Summary: Act I, scene ii
In another part of Athens, far from Theseus’s palace,
a group of common laborers meets at the house of Peter Quince to
rehearse a play that the men hope to perform for the grand celebration
preceding the wedding of Theseus and Hippolyta. Quince, a carpenter, tries
to conduct the meeting, but the talkative weaver Nick Bottom continually
interrupts him with advice and direction. Quince tells the group
what play they are to perform: The Most Lamentable Comedy
and Most Cruel Death of Pyramus and Thisbe, which tells the
story of two lovers, separated by their parents’ feud, who speak to
each other at night through a hole in a wall. In the play, a lion
surprises Thisbe one night and tatters her mantle before she escapes. When
Pyramus finds the shredded garment, he assumes that the lion has
killed Thisbe; stricken with grief, he commits suicide. When Thisbe
finds Pyramus’s bloody corpse, she too commits suicide. Quince assigns
their parts: Bottom is to play Pyramus; Francis Flute, Thisbe; Robin
Starveling, Thisbe’s mother; Tom Snout, Pyramus’s father; Quince
himself, Thisbe’s father; and Snug, the lion.
As Quince doles out the parts, Bottom often interrupts,
announcing that he should be the one to play the assigned part.
He says that his ability to speak in a woman’s voice would make
him a wonderful Thisbe and that his ability to roar would make him
a wonderful lion. Quince eventually convinces him that Pyramus is
the part for him, by virtue of the fact that Pyramus is supposed
to be very handsome. Snug worries that he will be unable to learn
the lion’s part, but Quince reassures him that it will be very easy
to learn, since the lion speaks no words and only growls and roars.
This worries the craftsmen, who reason that if the lion frightens
any of the noble ladies in the audience, they will all be executed;
since they are only common laborers, they do not want to risk upsetting
powerful people. Bottom says that he could roar
as sweetly as a nightingale so as not to frighten anyone, but Quince
again convinces him that he can only play Pyramus. The group disperses,
agreeing to meet in the woods the following night to rehearse their
play.
Read a translation of
Act I, scene ii →
Analysis
The most important motif in A Midsummer Night’s
Dream, and one of the most important literary techniques
Shakespeare uses throughout the play, is that of contrast. The three
main groups of characters are all vastly different from one another,
and the styles, moods, and structures of their respective subplots
also differ. It is by incorporating these contrasting realms into
a single story that Shakespeare creates the play’s dreamlike atmosphere.
Almost diametrically opposite the beautiful, serious, and love-struck
young nobles are the clumsy, ridiculous, and deeply confused craftsmen, around
whom many of the play’s most comical scenes are centered.

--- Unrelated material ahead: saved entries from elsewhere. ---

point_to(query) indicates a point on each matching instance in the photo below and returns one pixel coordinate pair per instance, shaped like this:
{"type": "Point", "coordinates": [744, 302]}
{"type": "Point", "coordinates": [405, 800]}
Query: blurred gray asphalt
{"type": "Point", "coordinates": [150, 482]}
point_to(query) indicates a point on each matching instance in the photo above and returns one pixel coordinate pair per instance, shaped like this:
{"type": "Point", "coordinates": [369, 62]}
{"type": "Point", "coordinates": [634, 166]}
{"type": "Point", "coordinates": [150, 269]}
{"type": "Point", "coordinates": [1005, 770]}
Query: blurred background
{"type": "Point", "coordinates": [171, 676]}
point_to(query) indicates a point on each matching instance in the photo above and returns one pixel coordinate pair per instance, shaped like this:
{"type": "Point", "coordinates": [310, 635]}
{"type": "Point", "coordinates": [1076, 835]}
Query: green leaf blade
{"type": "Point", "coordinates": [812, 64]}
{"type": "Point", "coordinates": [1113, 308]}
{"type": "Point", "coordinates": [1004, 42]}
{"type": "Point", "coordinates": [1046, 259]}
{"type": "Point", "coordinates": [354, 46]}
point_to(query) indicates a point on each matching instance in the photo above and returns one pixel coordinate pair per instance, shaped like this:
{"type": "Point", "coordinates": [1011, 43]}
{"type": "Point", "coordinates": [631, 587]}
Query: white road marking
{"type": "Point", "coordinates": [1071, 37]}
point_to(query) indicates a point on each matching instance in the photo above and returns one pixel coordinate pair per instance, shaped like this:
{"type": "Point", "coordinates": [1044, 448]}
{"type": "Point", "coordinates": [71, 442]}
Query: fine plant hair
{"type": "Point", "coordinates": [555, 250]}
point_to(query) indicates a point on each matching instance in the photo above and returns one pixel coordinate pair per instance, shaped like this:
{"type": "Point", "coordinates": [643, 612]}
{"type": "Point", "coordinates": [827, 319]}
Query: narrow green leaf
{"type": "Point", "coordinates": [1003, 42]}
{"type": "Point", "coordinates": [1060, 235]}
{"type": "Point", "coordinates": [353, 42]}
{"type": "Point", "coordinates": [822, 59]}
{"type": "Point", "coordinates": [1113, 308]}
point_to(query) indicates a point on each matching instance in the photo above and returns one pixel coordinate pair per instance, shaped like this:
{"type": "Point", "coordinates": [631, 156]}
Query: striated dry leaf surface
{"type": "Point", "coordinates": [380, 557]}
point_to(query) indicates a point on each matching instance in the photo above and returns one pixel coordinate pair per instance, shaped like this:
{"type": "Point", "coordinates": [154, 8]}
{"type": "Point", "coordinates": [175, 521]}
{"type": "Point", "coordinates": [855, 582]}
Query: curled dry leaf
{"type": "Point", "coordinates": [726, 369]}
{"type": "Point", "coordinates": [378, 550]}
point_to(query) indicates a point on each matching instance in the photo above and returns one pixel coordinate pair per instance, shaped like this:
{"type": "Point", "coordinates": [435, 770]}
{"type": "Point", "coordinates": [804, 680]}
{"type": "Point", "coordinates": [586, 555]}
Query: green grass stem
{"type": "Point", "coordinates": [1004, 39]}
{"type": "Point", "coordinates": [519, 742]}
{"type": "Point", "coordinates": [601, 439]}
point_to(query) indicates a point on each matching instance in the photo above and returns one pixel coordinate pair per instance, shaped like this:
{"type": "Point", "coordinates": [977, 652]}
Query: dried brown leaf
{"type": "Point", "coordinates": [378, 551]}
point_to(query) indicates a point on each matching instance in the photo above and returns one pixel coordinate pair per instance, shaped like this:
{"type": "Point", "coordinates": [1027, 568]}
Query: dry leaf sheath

Where the young lovers are graceful and well spoken—almost comically
well suited to their roles as melodramatically passionate youths—the
craftsmen often fumble their words and could not be less well suited
for acting. This disjunction reveals itself as it becomes readily
apparent that the craftsmen have no idea how to put on a dramatic
production: their speeches are full of impossible ideas and mistakes
(Bottom, for example, claims that he will roar “as gently / as any
sucking dove”); their concerns about their parts are absurd
(Flute does not want to play Thisbe because he is growing a beard);
and their extended discussion about whether they will be executed
if the lion’s roaring frightens the ladies further evidences the
fact that their primary concern is with themselves, not their art
(II.i.67–68).
The fact that the workmen have chosen to perform the Pyramus and
Thisbe story, a Babylonian myth familiar to Shakespeare’s audiences
from Ovid’s Metamorphoses, only heightens the comedy.
The story of Pyramus and Thisbe is highly dramatic, with suicides
and tragically wasted love (themes that Shakespeare takes up in Romeo and
Juliet as well). Badly suited to their task and inexperienced, although
endlessly well meaning, the craftsmen are sympathetic figures even
when the audience laughs at them—a fact made explicit in Act V,
when Theseus makes fun of their play even as he honors their effort.
The contrast between the serious nature of the play and the bumbling
foolishness of the craftsmen makes the endeavor all the more ridiculous.
Further, the actors’ botched telling of the youthful love between
Pyramus and Thisbe implicitly mocks the melodramatic love tangle
of Hermia, Helena, Demetrius, and Lysander.